Beer Goggles

3 Conversations

Picture The Scene

When he walks into the bar, the creature hunched over the bar, leering into her alcopop is the most grotesque specimen of a human being that he has ever seen. His spine crawls merely at the sight of her flabby legs poking out from under an ill-fitting mini-dress.

After one drink she's a wild venomous animal, drooling through teeth as yellow as your great-grandmother, the one that died of jaundice.

Strangely, by the fourth pint her feminine qualities are beginning to shine through, the eyelashes fluttering coquettishly as he smiles towards her from the bar.

He glances up from the base of his sixth pint glass to see a plain, but attractive girl, her figure beautifully accentuated by the elegant gown that glides from her shoulders to her slender thighs.

The night wears on and he heads to the bar for the umpteenth time. Emerging from the mist as he squints through the smoky atmosphere, the woman of his dreams has fallen from heaven and miraculously arrived in 'Valentines', a sleazy nightclub somewhere near Burnley and frequented by that delicate breed known by many simply as 'slappers'. Her golden hair glows as it frames a pale, elfin face, the radiant skin outshone only by her come-to-bed eyes. As she smiles her white teeth glimmer like stars from behind her scarlet bee-stung lips, and when he takes her hand and leads her sultry figure to the dance-floor he already knows she will weep with joy at the prospect of seeing his John Travolta impression. In the taxi home he places an arm around her fragile shoulders, a gentle kiss quickly spreading into the passionate embrace.

The following morning he awakes with a lingering pain in his head, the blood violently pounding against his skull as if to punish his excesses. The agony is dulled however, as he remembers with a satisfied smile the gentle angel that made love to him so enthusiastically the night before.

But wait... What's this? As he tries to visualise her features a desperate grimace attacks his facial muscles, tearing away the smile that had previously been entrenched in his stubbly cheeks.

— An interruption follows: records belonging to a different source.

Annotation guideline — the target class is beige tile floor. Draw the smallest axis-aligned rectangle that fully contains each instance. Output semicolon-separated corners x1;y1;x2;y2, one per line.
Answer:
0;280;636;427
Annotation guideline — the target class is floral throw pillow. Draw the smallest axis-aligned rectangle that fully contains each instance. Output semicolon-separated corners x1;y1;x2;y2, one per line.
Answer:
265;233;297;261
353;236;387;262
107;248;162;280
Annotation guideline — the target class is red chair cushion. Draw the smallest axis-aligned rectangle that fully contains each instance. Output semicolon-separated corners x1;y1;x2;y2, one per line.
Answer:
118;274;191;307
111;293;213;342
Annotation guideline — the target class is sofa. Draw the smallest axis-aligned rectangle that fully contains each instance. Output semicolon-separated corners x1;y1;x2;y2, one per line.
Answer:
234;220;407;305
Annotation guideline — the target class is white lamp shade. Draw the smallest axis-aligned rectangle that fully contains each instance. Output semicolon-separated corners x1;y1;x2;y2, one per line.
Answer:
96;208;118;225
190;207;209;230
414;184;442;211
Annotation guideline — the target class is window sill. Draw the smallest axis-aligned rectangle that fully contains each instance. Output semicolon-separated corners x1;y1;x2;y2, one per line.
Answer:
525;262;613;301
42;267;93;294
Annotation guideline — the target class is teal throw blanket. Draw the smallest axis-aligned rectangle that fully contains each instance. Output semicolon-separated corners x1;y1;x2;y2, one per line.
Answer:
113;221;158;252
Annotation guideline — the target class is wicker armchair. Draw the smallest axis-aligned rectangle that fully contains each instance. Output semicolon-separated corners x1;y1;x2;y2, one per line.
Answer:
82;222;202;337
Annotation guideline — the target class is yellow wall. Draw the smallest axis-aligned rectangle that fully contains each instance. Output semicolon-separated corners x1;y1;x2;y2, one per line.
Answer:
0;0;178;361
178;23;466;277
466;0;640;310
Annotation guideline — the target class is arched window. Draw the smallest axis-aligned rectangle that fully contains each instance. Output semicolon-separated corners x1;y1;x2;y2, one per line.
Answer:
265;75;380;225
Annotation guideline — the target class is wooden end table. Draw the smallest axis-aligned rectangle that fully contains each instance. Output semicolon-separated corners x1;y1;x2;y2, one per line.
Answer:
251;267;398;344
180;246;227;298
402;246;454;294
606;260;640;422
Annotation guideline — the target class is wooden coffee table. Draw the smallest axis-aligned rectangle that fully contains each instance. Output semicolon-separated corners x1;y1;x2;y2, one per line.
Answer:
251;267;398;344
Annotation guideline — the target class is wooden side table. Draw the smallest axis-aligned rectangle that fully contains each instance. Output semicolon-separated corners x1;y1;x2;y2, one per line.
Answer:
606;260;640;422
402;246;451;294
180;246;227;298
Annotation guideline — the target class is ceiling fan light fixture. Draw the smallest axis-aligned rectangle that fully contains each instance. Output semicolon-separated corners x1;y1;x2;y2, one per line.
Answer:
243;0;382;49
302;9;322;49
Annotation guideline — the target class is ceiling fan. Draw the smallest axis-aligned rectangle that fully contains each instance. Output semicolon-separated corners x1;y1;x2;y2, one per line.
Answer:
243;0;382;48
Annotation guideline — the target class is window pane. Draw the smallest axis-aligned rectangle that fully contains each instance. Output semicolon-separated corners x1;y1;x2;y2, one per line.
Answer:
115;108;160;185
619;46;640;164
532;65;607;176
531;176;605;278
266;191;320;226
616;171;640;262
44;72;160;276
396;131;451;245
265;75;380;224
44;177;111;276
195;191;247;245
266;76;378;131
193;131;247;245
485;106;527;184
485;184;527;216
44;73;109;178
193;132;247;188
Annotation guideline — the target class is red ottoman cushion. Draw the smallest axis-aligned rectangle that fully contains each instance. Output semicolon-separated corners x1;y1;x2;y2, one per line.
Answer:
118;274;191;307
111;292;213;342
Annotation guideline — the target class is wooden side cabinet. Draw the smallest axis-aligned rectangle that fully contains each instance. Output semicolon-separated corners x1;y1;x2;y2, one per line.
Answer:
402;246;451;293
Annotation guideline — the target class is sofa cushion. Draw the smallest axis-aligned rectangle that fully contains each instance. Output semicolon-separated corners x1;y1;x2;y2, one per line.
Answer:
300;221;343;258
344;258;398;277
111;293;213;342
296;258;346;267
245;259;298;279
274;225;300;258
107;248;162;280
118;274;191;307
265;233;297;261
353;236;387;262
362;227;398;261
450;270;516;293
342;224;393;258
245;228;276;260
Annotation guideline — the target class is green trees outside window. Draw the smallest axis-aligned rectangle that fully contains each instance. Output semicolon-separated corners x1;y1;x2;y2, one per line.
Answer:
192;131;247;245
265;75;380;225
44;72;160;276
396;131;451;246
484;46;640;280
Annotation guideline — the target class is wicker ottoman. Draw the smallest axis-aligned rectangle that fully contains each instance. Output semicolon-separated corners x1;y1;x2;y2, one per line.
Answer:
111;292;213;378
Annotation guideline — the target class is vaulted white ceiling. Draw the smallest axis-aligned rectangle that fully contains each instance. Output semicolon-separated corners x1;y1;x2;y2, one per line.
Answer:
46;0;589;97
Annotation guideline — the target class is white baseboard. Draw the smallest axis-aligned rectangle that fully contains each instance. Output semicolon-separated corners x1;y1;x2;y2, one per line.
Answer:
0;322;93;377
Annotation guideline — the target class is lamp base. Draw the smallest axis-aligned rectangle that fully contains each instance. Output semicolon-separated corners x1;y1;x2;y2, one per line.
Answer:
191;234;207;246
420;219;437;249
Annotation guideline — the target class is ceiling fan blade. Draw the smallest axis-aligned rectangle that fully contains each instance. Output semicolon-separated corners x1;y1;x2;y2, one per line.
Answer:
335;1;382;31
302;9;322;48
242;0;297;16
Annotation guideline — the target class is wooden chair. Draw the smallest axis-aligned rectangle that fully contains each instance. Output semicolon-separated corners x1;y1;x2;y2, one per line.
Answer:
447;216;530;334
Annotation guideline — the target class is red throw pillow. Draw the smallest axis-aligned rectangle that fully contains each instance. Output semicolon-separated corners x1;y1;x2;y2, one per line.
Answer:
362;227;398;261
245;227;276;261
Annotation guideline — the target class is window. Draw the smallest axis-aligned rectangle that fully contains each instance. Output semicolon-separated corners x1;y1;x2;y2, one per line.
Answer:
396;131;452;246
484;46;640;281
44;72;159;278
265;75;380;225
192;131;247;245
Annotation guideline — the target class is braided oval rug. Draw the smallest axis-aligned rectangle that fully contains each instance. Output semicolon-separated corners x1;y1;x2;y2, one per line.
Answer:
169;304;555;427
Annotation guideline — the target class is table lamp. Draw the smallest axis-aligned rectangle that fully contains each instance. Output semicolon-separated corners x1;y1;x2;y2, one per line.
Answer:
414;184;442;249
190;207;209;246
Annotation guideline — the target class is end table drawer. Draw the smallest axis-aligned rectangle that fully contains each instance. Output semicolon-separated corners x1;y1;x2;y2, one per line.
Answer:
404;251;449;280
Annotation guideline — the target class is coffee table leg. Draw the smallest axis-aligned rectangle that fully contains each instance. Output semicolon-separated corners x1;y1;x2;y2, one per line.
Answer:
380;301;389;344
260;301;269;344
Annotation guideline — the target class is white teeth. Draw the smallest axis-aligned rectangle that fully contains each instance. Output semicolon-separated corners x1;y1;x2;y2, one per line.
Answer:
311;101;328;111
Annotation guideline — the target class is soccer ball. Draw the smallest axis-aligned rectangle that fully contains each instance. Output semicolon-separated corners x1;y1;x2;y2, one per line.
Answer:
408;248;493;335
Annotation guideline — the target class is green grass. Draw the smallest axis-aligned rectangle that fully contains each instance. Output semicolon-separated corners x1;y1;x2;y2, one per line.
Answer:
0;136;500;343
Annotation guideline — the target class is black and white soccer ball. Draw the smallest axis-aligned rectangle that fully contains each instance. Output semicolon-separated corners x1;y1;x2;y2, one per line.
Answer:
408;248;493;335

The stark realisation of what he did last night prompts the first beads of a cold sweat to pierce through his skin. Within minutes the tears of embarrassment are flooding down his cheeks like the Niagara Falls after a particularly wet winter.

Yes, the time has come to face facts - 'I slept... with that'.



This brief but tragic passage documents an example of the alcohol induced phenomenon commonly known as "having the beer goggles on".

Common Affliction

It is a condition which can afflict any being stupid enough to consume copious amounts of any ethanol-based beverage, and is not solely restricted to those people who select beer as their poison of choice. It should also be noted that beer goggles can also be worn by members of the fairer sex, although they will often use excuses relating to menstrual cycles and previous sexual conquests when explaining their actions at a later date.

Although they do not have a physical manifestation in the way that, for example, swimming goggles do, the consequences of wearing beer goggles can be far-reaching and, as we have just demonstrated, very traumatic. What's more, despite the great volumes of documentation warning us of the effect they can have on our lives, millions of otherwise relatively sensible and upstanding men and women apply the beer goggle treatment every Friday and Saturday night.

No Cure

At this point in time there is no known cure for the apparent psychosis brought on by over-inebriation, although many experts in the field do know of methods which can be used to reduce or prevent the consequences of beer goggle conquests. Some claim a certain combination of drinks can prevent beer-gogglitosis, others recommend using friends as a gauging device when trying to determine the degree to which beer goggles are influencing somebody's attraction to a particular woman, asking what they think before acting on their own observation that she is a very beautiful lady and not merely some dirty minger seen through 'brewers lenses'. However, one major flaw with this method lies in the reliability of the adjudicator called upon. On one hand they may be trying to help ensure any subsequent congress undertaken as a result of their advice is trauma-free, on another they may wish to inflict the aforementioned suffering on the individual in question, and on the third they may be wearing beer goggles also, and hence have a somewhat degraded perception.

There is, of course, one surefire way to prevent suffering at the hands of beer goggles: abstinence from alcohol in all its forms.